Modulatory effects of cognitive exertion on regional functional connectivity of the salience network in women with ME/CFS: A pilot study.
Manca, Riccardo, Khan, Katija, Mitolo, Micaela et al. · Journal of the neurological sciences · 2021 · DOI
Quick Summary
This study looked at how the brain responds to mental effort in women with ME/CFS compared to healthy women. Researchers used brain imaging to examine specific networks involved in attention and awareness before and after a cognitive task. Women with ME/CFS experienced increased fatigue and pain after the mental exertion, while a particular brain region (the insula) showed stronger connections to areas controlling reward and decision-making—changes that matched worsening symptoms.
Why It Matters
Post-exertional malaise (PEM) is a hallmark and debilitating feature of ME/CFS with poorly understood neurobiological mechanisms. This study provides preliminary evidence that cognitive exertion triggers specific brain network abnormalities linked to symptom worsening, potentially opening new avenues for understanding the neurobiology of PEM and identifying therapeutic targets.
Observed Findings
Cognitive exertion induced significant increases in fatigue and pain symptoms in ME/CFS patients compared to controls, with no changes in objective cognitive performance in either group.
Patients with ME/CFS showed baseline alterations in functional connectivity of the default-mode network compared to controls, particularly between frontal areas and other DMN seeds.
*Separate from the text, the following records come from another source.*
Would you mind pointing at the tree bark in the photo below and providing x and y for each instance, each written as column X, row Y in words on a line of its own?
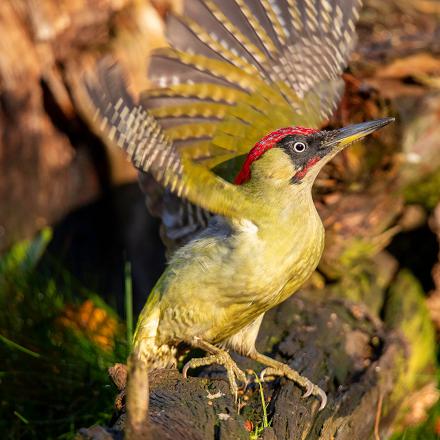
column 362, row 362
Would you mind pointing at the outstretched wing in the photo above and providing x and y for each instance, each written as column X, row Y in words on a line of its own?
column 235, row 70
column 238, row 69
column 150, row 149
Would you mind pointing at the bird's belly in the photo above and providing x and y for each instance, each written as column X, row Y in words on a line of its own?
column 268, row 284
column 215, row 295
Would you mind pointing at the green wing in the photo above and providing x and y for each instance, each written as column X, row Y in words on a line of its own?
column 239, row 69
column 235, row 70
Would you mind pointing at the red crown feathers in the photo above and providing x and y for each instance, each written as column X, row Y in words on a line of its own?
column 265, row 144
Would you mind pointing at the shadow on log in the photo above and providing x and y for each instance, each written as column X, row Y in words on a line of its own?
column 366, row 365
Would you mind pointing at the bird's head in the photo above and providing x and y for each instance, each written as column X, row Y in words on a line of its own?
column 297, row 154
Following cognitive exertion, patients (but not controls) demonstrated significantly greater functional connectivity increases between the right insula and frontal and subcortical regions.
These insula-related functional connectivity increases were significantly correlated with worsening of fatigue and pain symptoms in ME/CFS patients.
Inferred Conclusions
Cognitive exertion can trigger post-exertional malaise symptoms in women with ME/CFS through alterations in salience network functional connectivity.
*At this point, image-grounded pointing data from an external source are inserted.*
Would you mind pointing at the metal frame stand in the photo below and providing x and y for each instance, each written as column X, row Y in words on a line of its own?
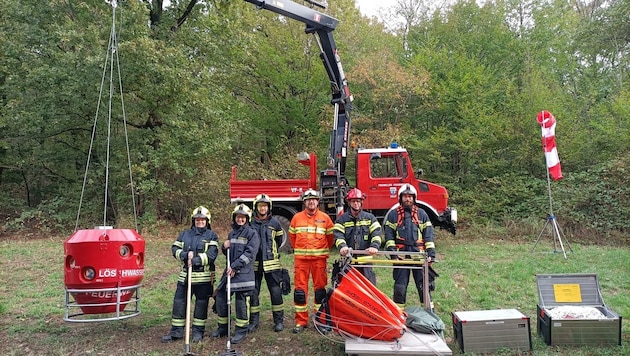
column 555, row 228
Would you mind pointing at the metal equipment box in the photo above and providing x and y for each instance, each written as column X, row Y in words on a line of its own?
column 487, row 331
column 596, row 325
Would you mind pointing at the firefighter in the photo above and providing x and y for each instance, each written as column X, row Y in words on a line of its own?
column 267, row 263
column 359, row 230
column 311, row 235
column 408, row 228
column 199, row 244
column 241, row 247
Enhanced connectivity between the right insula and regions involved in reward processing and cognitive control may represent a neural signature of symptom exacerbation in response to cognitive demand.
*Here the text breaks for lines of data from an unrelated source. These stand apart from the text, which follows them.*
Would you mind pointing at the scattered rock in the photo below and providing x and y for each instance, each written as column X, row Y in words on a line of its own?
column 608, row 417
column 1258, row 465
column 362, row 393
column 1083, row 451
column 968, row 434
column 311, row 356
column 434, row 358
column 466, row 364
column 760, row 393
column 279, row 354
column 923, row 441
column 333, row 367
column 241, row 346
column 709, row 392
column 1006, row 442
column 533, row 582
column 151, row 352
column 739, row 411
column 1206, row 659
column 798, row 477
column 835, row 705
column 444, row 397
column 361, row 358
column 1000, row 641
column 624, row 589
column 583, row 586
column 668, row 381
The salience network, particularly the insula, appears to play a key role in the neurobiological mechanisms underlying PEM in ME/CFS.
Remaining Questions
Would similar patterns of brain connectivity changes and symptom exacerbation be observed in men with ME/CFS or across different ME/CFS symptom presentations?
What This Study Does Not Prove
This pilot study does not prove that insula hyperconnectivity causes PEM or that it is specific to ME/CFS—the small sample size (6 patients) and observational design prevent causal claims. It does not establish whether these brain changes occur before, during, or after symptom worsening, nor does it confirm whether similar patterns would be found in men or across diverse ME/CFS presentations. Correlation between FC changes and symptom reports does not establish mechanism.
What is the temporal relationship between insula connectivity changes and symptom onset—do these brain changes precede, accompany, or follow symptom worsening?
Do other types of exertion (physical, orthostatic) produce similar or distinct patterns of functional connectivity disruption compared to cognitive exertion?
Could targeted interventions that modulate salience network function reduce post-exertional symptom severity in ME/CFS patients?